The Countway Library of Harvard Medical School lends out a therapy dog named Cooper to those with the proper ID. From the library catalog record for Cooper: “1 dog (Shih Tzu) : dark brown, ash, and white hair, 15 lbs. ; 39 cm long. Notes: Should you have a good cry or even feign a whimper near Coop, you are guaranteed to get lots of kisses.”
Thanks, Joan Petit!
Thanks, Kathleen Kirk (and others, but Kathleen was first).
Okay, so this isn’t precisely a library shenanigan, but it’s close enough, I think — people tend to elide museums and libraries.
On May 10, 1922, Colorado College students removed taxidermied animals from the college museum in Palmer Hall and placed them all over campus. This shenanigan was apparently in protest of then-president of the college, Clyde Duniway, whose policies were unpopular with students: he limited the times when men could visit women’s dormitories; strictly enforced chapel attendance; and fired a football coach for using profanity on the field. 350 students (about half the total enrollment) signed a petition complaining about Duniway, to no avail. The animals prank was one of several that spring: students also released hydrogen sulfide in one classroom building and somehow got a live cow up to the second floor of another.

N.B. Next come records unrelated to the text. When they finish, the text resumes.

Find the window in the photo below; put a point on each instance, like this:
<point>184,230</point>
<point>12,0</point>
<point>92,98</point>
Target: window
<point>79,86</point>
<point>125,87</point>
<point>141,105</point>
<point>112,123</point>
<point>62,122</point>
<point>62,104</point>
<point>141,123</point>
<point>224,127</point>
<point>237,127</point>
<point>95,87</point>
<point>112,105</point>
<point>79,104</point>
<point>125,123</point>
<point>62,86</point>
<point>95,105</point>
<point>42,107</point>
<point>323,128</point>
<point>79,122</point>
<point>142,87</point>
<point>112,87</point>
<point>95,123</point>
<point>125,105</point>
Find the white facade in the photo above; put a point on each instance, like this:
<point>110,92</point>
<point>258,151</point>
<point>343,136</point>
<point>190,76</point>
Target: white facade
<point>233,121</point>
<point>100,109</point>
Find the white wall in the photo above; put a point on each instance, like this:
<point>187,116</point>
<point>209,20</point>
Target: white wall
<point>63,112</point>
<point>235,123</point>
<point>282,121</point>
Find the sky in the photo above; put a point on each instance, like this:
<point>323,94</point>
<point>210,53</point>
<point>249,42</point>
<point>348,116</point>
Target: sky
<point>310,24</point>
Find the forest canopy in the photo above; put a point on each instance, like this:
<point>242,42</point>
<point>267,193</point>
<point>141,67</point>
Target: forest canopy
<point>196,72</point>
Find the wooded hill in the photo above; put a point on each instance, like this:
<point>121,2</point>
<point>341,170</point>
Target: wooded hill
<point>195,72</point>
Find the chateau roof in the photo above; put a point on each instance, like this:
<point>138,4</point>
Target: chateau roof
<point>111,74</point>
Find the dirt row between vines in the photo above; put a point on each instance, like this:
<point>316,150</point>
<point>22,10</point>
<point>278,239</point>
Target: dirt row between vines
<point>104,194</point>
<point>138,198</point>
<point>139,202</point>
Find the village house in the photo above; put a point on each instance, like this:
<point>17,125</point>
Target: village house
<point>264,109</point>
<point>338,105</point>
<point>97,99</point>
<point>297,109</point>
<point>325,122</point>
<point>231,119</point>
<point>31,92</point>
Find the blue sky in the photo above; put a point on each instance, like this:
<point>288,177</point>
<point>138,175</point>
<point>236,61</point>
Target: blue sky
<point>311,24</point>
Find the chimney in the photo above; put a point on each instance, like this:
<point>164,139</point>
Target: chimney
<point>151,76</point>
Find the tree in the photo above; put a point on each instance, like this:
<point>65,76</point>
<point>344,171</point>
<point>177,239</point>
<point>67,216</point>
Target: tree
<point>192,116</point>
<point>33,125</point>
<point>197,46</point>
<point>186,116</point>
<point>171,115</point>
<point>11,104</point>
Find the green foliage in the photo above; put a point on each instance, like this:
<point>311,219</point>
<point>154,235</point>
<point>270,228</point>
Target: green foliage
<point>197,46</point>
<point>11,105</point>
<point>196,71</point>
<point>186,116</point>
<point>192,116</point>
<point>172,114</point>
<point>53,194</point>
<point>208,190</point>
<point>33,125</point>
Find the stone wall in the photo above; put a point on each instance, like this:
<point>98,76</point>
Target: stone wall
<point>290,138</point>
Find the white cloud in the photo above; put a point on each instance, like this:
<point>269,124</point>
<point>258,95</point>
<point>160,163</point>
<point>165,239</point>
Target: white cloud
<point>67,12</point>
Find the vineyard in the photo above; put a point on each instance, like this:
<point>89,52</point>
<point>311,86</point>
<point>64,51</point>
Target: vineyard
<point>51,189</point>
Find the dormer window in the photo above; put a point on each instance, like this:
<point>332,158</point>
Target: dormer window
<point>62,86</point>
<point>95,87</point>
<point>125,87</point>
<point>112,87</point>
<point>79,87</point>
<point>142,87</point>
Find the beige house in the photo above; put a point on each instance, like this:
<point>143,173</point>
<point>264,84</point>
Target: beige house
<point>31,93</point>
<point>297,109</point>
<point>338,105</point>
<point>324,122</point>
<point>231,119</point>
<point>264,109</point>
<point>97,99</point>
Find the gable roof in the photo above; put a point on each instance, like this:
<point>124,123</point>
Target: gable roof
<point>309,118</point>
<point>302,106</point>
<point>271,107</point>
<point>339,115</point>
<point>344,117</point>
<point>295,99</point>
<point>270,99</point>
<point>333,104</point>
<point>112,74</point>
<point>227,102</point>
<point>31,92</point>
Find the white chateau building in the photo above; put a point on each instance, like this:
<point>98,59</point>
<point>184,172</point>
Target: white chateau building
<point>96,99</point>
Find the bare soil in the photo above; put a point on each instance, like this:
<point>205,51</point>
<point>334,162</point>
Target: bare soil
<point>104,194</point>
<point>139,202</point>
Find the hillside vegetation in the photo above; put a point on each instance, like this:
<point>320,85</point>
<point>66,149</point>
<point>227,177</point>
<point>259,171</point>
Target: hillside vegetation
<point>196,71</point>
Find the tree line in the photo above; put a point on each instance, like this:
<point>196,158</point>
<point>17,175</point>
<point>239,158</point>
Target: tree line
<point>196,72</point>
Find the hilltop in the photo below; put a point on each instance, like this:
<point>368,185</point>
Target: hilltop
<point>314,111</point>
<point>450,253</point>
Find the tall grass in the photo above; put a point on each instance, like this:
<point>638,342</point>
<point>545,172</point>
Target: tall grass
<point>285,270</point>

In January of 1929, CC students again placed the museum animals around campus, this time to protest the firing of the editor of the student newspaper.
Source: J. Juan Reid, Colorado College: The First Century (1979), chapter V, “Controversy and Student Unrest.”
Mental Floss provides “9 Very Specific Rules From Real Libraries.” Thanks, Steven Kotok!
Biblioburro is a traveling library in Colombia set up by Luis Soriano in 1990. You can read the CNN article from 2010, a NYT article from 2008, the Wikipedia entry, or a children’s book. Or maybe you’d like to watch a YouTube video. PBS will broadcast a program on it tonight (July 19). Thanks, Dina Wood!